Director Vincenzo Natali is no stranger to high concept cinema. From Cube to Splice, and several other single word title films, Natali has been able to tackle out-there concepts by making them visually appealing and emotionally raw. In the Tall Grass tries very hard to compete on those two axes, but the strain to connect them and the mundane setting make it very hard to root for.
In the Tall Grass starts with a brother and sister on a tense road trip. Significantly pregnant Becky (Laysla De Oliveira) and her clean-cut brother Cal (Avery Whitted) are either running from something or running toward something, or both, but in any case it’s clear that their long drive is not just to get some fresh air on a Sunday. In the middle of nowhere, across from an old country church, they hear a child’s voice coming from the tall grass, begging for help. When I say tall grass, I mean as tall as corn stalks in August, but denser. Wanting to save this young boy, Tobin (Will Buie, Jr.), they head out into the grass to find him and bring him out to safety. Easy enough, right?

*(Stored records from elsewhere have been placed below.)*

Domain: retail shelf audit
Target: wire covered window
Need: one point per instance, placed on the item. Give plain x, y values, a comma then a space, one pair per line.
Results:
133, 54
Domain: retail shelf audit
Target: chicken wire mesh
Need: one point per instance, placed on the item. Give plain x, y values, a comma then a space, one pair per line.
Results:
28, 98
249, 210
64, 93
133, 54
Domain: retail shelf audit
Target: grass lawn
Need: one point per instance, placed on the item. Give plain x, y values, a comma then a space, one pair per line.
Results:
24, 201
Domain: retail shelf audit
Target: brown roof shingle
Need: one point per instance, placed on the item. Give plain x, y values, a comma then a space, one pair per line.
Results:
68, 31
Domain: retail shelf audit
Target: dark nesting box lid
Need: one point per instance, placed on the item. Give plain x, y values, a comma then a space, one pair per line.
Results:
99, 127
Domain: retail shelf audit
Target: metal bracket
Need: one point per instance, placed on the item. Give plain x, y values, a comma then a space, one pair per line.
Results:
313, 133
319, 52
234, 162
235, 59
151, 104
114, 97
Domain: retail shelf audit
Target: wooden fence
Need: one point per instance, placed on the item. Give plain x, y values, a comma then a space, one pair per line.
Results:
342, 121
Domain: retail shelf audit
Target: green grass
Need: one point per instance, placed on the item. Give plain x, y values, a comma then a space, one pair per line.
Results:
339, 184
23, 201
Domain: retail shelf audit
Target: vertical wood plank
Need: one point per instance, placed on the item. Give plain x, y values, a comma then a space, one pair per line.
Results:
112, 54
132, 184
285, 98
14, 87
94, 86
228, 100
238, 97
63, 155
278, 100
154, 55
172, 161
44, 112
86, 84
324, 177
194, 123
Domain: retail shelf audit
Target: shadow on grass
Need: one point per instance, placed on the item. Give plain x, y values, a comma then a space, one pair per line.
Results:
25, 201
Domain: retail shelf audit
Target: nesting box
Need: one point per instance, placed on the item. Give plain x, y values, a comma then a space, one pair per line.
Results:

Nothing could be that simple in a film based on a novella by the father-son team of Stephen King and Joe Hill. As Becky and Cal wander into the grass and get separated, it becomes clear that this grass makes time and space mere suggestions and not the constants we take for granted. The rest of the running time is dedicated to these two trying to stay alive and to get out of the dang grass. That might be easier if they were alone or if that giant boulder with magic radiating from it would let them escape.
Some of the drone shots of the vastness of the grass in the wind are breathtaking. Much like a shot wandering through the darkness of the open ocean is enough to run a chill down the spine, these aerial shots of the field hammer home the loneliness and claustrophobia of being in unending wilderness. Although I have an embarrassingly inadequate audio system in my apartment, I can imagine that a good mix of noises coming from all angles would enhance the immersive feeling of these contemplative establishing shots.
My own home theater’s shortcomings aside, the tempo and source of fear in In the Tall Grass never sticks its landing. This is not necessarily due to failing to present the fear of the unknown, as all of those shots of the great green grasses and their lack of the space-time continuum take care of that. Rather, we keep being given a variety of things to be afraid of within the grass itself. Whether it’s other people, or that big rock, or folk horror elements, or Patrick Wilson (when is he ever not scary?), the tedious presentation of a menu of fears distracts from the primal base fear of the grass itself.
Like many King adaptations, it’s quite possible that the source story works on many more planes than the adaptation. Unfortunately, like many adaptations, In the Tall Grass falls short in this new medium.